I am not sure if you consider these creative but some typical examples of additive categories are
- the category $\mathcal{R}$-mod, of modules over a ring or a $k$-algebra $\mathcal{R}$,
- the category $\mathcal{Comp(\mathcal{R}-mod)}$, of chain complexes of $\mathcal{R}$-modules,
- the category $\mathcal{Comp(\mathcal{A})}$, of chain complexes in an additive category $\mathcal{A}$,
- the localization $\mathcal{S}^{-1}\mathcal{A}$, where $\mathcal{A}$ is an additive category and $\mathcal{S}$ is a localizing class of morphisms,
- the homotopy category $\mathcal{K(A)}$ (with $\mathcal{A}$ an additive category).

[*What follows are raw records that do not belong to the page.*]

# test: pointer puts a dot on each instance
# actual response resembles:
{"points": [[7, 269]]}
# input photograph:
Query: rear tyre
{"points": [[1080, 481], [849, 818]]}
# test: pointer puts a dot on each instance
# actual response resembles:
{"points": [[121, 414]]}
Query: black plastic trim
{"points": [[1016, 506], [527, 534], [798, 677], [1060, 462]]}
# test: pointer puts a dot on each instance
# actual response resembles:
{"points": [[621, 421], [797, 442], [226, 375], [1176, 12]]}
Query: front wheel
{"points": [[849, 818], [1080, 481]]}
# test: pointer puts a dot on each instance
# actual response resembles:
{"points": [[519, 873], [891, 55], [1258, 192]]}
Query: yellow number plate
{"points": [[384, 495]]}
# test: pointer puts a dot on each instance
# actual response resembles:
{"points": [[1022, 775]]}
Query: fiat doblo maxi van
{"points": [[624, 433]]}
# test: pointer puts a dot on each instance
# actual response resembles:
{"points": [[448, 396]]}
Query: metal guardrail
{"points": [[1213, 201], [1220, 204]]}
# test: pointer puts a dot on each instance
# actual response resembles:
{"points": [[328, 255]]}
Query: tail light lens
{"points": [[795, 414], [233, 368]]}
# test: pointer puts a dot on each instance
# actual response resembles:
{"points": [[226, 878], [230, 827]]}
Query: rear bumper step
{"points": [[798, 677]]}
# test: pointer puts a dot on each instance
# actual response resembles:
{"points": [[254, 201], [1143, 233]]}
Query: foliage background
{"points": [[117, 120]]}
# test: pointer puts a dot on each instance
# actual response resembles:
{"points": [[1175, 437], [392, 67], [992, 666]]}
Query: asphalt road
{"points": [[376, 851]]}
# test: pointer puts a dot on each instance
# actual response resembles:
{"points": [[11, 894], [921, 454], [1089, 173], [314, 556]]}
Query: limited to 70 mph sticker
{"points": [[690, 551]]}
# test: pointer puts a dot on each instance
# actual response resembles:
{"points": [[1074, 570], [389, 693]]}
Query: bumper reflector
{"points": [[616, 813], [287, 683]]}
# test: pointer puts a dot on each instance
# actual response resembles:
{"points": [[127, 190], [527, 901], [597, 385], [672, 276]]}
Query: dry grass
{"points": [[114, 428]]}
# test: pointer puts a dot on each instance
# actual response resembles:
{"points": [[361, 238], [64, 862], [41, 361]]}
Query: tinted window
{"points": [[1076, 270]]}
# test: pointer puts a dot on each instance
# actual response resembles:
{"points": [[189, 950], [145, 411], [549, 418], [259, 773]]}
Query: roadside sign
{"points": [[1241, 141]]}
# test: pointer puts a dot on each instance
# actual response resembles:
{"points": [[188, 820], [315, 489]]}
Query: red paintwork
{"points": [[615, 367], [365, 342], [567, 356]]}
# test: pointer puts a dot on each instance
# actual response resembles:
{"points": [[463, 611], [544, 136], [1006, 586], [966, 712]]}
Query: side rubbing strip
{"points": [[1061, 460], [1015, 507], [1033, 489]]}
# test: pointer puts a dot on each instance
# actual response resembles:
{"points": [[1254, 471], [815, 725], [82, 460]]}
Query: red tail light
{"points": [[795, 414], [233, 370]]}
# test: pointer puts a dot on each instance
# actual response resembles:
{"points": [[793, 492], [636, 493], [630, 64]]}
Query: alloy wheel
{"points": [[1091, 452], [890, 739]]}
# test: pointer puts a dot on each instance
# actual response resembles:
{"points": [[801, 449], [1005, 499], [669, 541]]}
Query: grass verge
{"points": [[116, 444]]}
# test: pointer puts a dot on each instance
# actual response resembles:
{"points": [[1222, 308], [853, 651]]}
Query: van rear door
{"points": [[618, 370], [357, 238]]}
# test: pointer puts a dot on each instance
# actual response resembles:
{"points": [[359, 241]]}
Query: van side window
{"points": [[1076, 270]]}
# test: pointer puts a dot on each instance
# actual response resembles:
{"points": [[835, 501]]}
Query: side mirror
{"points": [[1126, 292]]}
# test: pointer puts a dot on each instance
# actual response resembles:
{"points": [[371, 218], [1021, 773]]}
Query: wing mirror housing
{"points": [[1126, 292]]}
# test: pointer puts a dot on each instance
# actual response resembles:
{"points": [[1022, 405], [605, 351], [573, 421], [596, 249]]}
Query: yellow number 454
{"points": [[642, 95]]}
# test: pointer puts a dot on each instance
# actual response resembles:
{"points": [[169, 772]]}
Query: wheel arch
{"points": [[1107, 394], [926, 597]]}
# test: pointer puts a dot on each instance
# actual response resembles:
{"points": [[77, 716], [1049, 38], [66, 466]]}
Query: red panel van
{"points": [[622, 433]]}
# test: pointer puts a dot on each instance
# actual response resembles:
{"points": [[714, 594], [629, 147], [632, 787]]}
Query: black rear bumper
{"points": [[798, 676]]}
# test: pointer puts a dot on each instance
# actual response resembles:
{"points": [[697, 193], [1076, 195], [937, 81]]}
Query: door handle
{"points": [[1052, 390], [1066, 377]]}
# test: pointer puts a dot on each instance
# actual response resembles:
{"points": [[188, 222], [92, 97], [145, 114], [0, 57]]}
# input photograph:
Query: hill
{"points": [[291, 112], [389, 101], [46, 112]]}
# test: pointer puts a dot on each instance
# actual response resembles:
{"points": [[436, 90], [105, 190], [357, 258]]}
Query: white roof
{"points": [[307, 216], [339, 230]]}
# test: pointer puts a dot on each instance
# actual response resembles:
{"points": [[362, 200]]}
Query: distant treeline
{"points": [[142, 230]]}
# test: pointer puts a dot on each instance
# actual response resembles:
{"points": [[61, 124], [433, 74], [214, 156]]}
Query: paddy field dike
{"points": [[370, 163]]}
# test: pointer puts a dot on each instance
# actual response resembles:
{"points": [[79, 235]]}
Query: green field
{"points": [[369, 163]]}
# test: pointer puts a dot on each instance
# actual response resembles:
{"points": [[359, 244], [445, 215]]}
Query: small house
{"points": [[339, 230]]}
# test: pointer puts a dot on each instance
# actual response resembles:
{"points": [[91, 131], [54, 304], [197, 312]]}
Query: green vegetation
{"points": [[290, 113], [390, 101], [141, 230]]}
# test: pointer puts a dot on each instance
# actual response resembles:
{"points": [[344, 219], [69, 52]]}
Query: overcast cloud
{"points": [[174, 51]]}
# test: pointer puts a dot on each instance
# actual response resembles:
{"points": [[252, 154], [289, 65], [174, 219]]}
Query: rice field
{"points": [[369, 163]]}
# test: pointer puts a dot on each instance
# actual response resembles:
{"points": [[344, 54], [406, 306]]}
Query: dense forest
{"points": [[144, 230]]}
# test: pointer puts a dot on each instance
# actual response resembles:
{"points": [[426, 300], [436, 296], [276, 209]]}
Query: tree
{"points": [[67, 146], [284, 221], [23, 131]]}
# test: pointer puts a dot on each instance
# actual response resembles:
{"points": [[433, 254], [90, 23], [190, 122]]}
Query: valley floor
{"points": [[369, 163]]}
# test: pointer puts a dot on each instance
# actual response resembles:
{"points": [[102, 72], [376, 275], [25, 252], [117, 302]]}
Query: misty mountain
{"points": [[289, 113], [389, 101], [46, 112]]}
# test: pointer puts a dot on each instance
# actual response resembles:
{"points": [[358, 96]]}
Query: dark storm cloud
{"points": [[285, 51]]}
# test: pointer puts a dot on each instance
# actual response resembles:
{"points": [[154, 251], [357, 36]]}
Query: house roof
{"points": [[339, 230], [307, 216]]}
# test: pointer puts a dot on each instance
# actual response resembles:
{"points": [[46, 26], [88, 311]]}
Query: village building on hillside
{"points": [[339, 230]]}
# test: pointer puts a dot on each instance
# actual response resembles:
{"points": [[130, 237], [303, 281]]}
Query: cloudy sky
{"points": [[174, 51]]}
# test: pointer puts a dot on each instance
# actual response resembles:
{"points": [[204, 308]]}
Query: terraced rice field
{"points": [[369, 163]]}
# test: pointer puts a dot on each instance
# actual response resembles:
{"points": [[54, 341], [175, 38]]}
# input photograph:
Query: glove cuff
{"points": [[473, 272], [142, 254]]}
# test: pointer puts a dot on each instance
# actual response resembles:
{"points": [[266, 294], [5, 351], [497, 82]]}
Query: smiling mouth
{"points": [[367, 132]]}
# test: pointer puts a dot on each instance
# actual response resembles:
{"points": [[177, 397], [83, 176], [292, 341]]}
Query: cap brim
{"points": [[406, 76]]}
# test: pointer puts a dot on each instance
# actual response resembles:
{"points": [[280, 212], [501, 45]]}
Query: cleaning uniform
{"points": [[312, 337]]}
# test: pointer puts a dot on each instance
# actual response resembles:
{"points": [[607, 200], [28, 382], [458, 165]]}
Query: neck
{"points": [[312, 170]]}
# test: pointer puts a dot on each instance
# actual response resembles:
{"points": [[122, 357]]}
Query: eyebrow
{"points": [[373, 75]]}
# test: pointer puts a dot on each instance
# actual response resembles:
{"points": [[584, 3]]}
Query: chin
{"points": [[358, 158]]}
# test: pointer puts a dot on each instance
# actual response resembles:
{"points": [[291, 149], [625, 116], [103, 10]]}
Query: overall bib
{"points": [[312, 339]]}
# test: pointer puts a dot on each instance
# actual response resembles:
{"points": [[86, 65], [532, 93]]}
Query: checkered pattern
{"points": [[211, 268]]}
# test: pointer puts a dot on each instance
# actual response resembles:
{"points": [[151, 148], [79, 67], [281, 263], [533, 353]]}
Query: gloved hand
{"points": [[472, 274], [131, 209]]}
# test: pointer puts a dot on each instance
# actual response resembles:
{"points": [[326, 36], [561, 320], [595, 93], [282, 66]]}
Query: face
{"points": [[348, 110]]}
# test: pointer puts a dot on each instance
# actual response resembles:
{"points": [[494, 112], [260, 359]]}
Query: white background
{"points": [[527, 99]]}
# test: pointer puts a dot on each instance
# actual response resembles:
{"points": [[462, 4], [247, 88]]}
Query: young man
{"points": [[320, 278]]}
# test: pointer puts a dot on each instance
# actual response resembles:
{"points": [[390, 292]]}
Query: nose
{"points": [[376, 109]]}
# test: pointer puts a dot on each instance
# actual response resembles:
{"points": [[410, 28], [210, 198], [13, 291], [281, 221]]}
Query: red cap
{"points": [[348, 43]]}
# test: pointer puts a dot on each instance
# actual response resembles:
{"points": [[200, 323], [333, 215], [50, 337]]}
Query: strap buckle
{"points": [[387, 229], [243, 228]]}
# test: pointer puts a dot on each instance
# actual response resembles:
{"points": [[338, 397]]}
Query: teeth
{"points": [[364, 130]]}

This is equivalent to the localization of $\mathcal{Comp(\mathcal{A})}$ with respect to the chain homotopy equivalences,
- the derived category $\mathcal{D(A)}$ of $\mathcal{A}$. This is equivalent to localizing $\mathcal{Comp(\mathcal{A})}$ with respect to quasi-isomorphisms of $\mathcal{Comp(\mathcal{A})}$ (or to localizing $\mathcal{K(A)}$ wrt to quasi-isomorphisms in $\mathcal{K(A)}$),
- the category $\mathcal{Ab}$ of abelian groups,
- the category $\mathcal{H}$ of commutative, cocommutative hopf algebras, over an algebraically closed field of characteristic zero
Details on their structure can be found in most Category theory textbooks (and the linked answer above).
On the other hand, examples of non-additive categories are: the category of sets, the category of fields, the category of $k$-algebras, etc.